Quakers oppose forced removals to Rwanda as government faces legal challenge
Quakers continue to urge the government to drop its contentious plans to deport asylum seekers to Rwanda, now being challenged in the High Court.
The legal challenge, brought by asylum seekers along with the Public and Commercial Services Union, Care4Calais and Detention Action, began on Monday, September 5.
The Royal Courts of Justice hearing was expected to last for five days, with a second hearing brought by Asylum Aid due in October.
Decisions on both claims are expected at the same time but could take months, especially if either side appeals all the way up to the Supreme Court. David Forbes of QARN said: "There is still a long road to travel."
Policy 'flies in face' of Refugee Convention
Fred Ashmore of the Quaker Asylum and Refugee Network said: "We in QARN steadfastly hope that this government will find a way to dump the Rwanda flights policy which flies in the face of the Refugee Convention as well as provoking outrage internationally."
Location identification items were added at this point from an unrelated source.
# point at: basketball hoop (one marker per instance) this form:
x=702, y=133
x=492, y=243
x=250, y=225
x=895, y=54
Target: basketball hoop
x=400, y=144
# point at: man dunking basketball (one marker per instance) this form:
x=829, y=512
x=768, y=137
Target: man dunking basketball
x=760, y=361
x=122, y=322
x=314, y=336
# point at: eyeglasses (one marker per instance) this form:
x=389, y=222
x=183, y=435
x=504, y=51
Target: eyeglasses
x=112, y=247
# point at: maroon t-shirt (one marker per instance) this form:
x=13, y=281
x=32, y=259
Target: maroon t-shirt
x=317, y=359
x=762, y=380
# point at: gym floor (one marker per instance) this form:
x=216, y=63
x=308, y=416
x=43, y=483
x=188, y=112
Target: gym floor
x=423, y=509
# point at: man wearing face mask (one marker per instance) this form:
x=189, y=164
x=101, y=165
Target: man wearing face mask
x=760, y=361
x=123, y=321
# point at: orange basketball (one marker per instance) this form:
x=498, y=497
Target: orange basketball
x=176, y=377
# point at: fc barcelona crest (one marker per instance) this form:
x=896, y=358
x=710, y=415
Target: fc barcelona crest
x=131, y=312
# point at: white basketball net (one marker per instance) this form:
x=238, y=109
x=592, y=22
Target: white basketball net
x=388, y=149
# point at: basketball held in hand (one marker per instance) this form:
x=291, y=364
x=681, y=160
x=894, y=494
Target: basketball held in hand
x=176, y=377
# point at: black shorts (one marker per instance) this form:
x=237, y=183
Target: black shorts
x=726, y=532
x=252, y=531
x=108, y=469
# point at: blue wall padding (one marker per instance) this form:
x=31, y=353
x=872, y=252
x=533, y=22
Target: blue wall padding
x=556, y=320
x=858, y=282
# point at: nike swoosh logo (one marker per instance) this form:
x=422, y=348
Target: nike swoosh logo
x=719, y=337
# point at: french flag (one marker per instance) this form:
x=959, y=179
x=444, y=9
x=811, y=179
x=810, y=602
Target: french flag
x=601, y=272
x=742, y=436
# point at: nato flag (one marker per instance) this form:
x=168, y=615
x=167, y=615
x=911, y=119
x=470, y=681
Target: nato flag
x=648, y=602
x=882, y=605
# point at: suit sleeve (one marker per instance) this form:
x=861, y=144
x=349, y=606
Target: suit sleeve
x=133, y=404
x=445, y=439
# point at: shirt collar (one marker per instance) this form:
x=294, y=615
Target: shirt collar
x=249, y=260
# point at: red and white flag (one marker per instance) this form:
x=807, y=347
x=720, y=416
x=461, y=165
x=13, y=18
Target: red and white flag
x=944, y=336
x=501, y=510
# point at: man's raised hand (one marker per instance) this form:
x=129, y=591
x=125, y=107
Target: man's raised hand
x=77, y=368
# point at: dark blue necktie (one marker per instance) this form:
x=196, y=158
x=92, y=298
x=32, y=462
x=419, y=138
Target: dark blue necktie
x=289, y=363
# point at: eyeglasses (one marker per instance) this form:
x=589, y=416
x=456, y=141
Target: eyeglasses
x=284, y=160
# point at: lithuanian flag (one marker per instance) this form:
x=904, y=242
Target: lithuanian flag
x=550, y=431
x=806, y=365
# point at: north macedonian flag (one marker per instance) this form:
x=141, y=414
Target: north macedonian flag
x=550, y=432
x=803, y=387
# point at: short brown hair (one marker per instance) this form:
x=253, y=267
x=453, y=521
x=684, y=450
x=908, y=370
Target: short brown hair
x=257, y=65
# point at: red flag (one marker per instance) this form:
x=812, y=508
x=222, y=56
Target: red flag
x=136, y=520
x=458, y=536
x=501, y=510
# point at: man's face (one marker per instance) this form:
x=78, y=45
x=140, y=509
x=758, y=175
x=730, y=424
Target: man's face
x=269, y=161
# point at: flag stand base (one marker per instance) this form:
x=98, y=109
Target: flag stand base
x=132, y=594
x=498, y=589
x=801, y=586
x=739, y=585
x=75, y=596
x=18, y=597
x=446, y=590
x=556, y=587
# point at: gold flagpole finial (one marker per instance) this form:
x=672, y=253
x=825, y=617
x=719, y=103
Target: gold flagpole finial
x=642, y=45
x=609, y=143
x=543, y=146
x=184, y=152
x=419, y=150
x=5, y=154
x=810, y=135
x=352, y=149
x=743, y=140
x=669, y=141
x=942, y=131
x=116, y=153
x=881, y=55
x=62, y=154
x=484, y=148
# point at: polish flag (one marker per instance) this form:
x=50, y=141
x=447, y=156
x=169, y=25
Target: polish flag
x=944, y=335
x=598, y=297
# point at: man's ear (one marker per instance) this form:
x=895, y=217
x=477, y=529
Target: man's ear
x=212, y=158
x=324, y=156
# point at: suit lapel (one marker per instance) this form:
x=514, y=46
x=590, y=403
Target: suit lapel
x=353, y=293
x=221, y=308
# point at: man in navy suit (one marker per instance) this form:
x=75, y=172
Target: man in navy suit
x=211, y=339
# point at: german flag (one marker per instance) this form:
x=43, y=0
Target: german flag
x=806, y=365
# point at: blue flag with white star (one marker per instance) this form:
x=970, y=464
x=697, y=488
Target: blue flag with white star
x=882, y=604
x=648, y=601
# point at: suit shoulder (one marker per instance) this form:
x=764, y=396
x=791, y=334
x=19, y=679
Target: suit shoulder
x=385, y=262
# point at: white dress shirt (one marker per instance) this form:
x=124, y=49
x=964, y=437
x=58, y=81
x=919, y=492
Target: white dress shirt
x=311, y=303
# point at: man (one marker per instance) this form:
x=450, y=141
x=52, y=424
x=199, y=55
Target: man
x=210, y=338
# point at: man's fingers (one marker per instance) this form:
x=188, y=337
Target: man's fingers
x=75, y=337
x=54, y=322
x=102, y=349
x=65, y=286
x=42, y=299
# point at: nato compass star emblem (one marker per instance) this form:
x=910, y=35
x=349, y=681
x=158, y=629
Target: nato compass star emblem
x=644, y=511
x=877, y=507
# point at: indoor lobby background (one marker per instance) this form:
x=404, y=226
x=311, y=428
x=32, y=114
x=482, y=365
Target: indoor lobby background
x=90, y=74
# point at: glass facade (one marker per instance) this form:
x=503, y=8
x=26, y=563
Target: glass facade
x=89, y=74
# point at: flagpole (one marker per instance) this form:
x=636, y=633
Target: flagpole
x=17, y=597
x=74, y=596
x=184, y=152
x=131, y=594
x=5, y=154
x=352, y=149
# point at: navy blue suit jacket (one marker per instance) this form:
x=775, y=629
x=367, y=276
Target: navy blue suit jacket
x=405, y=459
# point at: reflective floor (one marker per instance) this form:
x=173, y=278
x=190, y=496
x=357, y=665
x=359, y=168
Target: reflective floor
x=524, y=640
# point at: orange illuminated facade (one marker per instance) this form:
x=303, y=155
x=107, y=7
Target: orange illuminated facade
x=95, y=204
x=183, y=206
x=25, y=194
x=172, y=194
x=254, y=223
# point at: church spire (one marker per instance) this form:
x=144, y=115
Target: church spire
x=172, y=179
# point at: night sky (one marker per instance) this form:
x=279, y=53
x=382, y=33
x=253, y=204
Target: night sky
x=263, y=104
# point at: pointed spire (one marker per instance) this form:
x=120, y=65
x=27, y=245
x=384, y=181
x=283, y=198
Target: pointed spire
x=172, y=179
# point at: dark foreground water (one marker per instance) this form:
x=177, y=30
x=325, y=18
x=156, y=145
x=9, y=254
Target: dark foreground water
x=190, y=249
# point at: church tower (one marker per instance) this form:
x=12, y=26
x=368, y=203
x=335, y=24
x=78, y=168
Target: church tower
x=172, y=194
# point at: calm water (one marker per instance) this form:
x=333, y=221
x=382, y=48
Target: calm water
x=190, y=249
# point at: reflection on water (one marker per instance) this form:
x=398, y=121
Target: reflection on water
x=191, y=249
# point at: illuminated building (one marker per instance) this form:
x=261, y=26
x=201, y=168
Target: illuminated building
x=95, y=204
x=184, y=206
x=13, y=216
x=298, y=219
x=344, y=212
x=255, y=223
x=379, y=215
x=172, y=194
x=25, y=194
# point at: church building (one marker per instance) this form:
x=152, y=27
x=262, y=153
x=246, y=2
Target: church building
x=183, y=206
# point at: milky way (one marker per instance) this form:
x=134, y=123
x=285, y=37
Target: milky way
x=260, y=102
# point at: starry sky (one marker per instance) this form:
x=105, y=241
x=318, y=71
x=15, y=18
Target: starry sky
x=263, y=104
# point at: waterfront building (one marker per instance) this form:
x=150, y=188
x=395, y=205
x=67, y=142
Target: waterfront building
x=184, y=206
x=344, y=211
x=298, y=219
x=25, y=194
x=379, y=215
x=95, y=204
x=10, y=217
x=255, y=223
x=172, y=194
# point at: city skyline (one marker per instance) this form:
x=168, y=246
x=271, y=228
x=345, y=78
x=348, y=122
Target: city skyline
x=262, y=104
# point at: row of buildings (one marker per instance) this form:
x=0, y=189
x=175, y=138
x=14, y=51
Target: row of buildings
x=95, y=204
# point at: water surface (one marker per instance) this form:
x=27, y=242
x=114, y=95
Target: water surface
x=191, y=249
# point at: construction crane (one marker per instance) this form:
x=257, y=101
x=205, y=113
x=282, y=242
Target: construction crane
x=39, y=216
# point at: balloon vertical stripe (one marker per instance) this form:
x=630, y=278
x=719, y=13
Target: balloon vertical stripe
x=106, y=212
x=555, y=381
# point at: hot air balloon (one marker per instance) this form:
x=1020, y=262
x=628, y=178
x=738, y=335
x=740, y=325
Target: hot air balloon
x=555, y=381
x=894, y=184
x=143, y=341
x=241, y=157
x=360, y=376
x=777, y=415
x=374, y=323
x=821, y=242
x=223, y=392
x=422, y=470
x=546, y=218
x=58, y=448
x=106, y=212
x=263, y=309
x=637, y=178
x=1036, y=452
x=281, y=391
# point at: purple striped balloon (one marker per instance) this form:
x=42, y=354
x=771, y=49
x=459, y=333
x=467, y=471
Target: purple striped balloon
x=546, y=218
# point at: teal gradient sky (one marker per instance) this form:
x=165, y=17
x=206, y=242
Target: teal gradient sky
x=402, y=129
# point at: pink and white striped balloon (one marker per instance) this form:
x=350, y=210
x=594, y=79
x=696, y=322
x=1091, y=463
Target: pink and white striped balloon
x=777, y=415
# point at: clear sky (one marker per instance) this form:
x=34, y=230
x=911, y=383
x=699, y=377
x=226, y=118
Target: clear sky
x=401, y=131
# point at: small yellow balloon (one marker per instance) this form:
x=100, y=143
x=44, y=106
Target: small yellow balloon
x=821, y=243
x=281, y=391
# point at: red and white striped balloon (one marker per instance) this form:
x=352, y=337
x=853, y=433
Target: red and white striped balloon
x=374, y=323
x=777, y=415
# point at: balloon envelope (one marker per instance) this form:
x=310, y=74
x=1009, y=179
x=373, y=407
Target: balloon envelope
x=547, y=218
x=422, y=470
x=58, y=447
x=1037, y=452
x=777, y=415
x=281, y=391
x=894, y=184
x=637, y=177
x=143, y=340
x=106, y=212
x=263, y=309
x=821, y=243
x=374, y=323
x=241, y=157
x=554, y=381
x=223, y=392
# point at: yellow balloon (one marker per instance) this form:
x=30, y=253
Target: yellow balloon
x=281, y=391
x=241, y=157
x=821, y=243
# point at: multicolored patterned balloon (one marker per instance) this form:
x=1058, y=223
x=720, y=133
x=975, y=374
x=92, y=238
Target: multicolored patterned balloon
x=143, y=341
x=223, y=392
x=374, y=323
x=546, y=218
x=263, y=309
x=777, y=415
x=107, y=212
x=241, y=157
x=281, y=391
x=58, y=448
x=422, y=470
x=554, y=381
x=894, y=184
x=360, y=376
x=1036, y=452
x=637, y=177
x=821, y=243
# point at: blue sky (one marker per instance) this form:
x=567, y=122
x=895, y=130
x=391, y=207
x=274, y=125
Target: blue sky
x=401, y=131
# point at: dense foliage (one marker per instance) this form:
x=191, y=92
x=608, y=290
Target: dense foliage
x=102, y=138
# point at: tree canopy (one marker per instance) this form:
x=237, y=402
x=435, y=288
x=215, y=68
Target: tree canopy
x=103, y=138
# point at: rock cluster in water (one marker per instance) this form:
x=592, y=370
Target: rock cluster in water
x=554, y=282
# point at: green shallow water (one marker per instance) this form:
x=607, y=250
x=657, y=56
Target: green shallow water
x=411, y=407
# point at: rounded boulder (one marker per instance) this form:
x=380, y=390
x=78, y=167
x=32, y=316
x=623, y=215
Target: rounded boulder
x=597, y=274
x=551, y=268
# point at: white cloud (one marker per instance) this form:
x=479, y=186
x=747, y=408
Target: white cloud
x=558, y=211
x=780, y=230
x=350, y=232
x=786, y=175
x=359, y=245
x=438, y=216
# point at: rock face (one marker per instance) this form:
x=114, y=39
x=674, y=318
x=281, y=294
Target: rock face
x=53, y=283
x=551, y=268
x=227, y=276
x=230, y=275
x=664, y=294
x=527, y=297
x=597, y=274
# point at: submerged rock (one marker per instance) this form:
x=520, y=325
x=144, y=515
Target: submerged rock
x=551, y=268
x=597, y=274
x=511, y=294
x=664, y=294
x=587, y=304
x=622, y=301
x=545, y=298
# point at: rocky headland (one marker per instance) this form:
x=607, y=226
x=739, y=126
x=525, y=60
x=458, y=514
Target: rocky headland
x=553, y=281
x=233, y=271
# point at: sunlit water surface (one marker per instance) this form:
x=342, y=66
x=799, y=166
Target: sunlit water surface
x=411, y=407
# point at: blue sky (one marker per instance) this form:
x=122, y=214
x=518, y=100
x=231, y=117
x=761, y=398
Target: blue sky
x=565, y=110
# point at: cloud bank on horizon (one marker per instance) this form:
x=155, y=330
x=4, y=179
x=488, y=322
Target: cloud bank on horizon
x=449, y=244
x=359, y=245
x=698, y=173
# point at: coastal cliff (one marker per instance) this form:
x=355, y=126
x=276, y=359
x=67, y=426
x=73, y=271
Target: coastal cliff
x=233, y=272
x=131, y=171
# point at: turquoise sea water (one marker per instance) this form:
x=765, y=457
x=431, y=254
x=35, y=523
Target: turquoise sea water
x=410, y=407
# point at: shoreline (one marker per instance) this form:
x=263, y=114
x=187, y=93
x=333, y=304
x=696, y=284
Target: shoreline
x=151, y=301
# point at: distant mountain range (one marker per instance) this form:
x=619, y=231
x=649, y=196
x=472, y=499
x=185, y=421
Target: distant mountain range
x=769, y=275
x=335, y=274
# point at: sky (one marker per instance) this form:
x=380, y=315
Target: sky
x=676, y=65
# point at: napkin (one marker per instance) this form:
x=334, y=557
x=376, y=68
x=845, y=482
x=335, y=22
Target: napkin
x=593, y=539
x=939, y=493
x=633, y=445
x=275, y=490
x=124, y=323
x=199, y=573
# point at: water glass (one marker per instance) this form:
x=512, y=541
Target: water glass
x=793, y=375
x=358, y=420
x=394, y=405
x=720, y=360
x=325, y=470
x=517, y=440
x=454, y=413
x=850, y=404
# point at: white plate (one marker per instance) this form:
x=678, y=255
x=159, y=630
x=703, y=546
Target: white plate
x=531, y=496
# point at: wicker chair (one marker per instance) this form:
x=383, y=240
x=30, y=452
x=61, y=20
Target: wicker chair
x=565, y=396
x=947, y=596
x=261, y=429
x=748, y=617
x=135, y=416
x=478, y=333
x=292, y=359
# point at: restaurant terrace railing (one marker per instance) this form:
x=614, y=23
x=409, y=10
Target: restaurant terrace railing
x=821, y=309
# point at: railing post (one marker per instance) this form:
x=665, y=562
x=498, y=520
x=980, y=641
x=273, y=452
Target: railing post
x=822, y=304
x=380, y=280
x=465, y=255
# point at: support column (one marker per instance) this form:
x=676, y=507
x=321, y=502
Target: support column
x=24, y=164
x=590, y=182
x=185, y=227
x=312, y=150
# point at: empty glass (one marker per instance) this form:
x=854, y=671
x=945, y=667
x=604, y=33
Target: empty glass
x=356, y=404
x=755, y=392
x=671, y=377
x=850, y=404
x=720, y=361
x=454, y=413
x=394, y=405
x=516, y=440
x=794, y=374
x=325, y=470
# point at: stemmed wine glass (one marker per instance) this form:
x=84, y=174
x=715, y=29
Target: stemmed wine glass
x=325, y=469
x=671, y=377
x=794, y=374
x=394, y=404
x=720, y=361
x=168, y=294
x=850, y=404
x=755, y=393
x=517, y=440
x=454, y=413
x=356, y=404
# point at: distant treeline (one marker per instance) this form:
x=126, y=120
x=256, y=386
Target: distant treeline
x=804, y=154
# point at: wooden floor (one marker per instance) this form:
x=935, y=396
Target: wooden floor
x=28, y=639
Some newly arrived asylum seekers housed in hotels received letters in August threatening them with deportation to Rwanda, the Guardian reports, indicating that the Home Office plans a new deportation flight after the first was grounded on June 14 after legal action.
When the plan was introduced in June this year Quakers in Britain said that forced removals to Rwanda were the cruel fruits of policies of discrimination increasingly embedded into the practices of the British state.
Quakers and many others advocate for new, peaceful, safer routes of migration including the introduction of humanitarian visas and improved rules for family reunion.